日本IBMは、米国で開催した年次イベント「Think 2019」で発表した「AIデータベース」ビジョンを解説する事業戦略説明会を3月26日に開いた。北米データセンターでクラウド型のデータウェアハウス(DWH)「IBM Db2 Warehouse on AWS」のFlexプランの提供を3月末から開始することを米国に先駆けて明らかにした。今後はMicrosoft Azureなど他のパブリッククラウドへの展開も予定している。
クラウド事業本部 Data and AI事業部 Products & Solutions統括部長 村角忠政氏は人工知能(AI)時代におけるAIデータベースを通じて「顧客の業務アプリでAI化を促進したい」と事業戦略をつまびらかにした。
日本IBMは企業におけるAI活用の段階として、日本企業の94%はAIが競合他社との差別化に不可欠な要因と認識し、AI OCRやチャットボット、画像認識を使用しつつ、他業務への横展開に取り組んでいる。だが、業務プロセスにAIを組み込んで活用しているのは「米国調査だが、20社中1社のみ」(村角氏)にとどまるという。
日本IBM クラウド事業本部 Data and AI事業部 Products & Solutions 統括部長 村角忠政氏
この業務プロセスにおけるAI活用を加速させるため、同社はAIデータベースを推進剤に位置付けた。同社ではAIデータベースについて、ワークロードの最適化などを含む「Powerd by AI:AIを組み込んだデータベース」と、業務システムにAIを組み込む「Build for AI:AIを生み出すためのデータベース」の2つに区分する。

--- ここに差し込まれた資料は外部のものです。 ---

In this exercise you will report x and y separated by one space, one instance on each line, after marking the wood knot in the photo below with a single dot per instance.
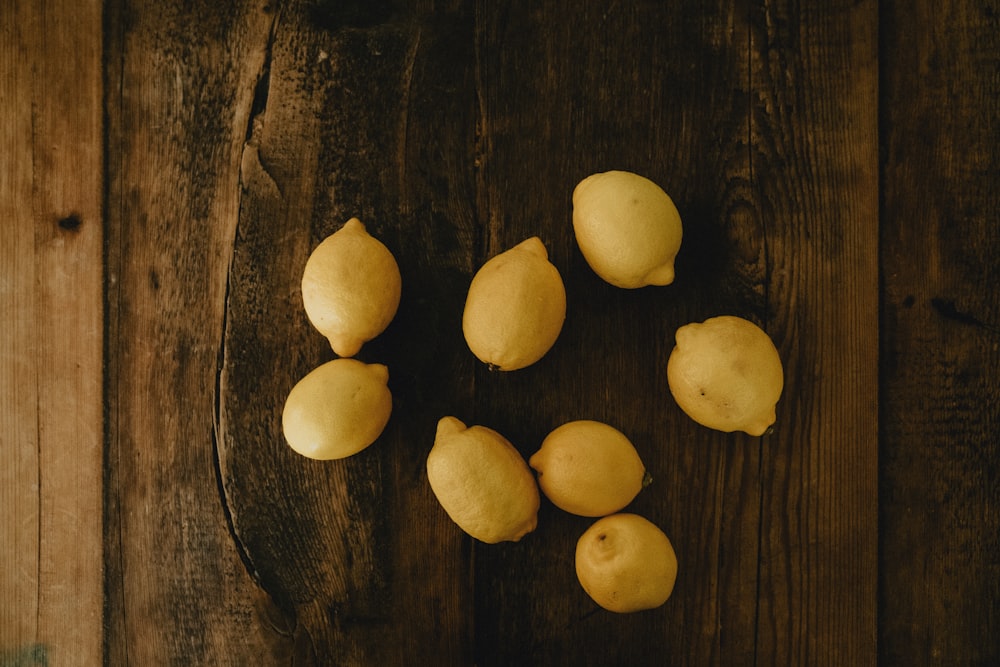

“AIを組み込んだデータベース”は他社も取り組んでいるアプローチだが、“AIを生み出すためのデータベース”は「業務システムにAIやML(機械学習)を組み入れることでビジネスを加速させる」(村角氏)アプローチであると説明しつつ、AIデータベースに組み込まれる代表的な3機能を披露した。
「Data Virtualization(データ仮想化)」は、点在する複数のデータソースをDWHなどに集約させることなく、仮想的にデータを統合する技術。従来であれば、分析するために各データをデータストアにコピーしなければならず、ハードウェアや時間的コストが発生していた。
だが、Data VirtualizationはデータソースとなるセンサデータにAIモジュールを追加することで、データ同士のルーティング探索を可能にする。その結果、コスト削減や分析の単純化、最新データへのアクセスが可能になるという。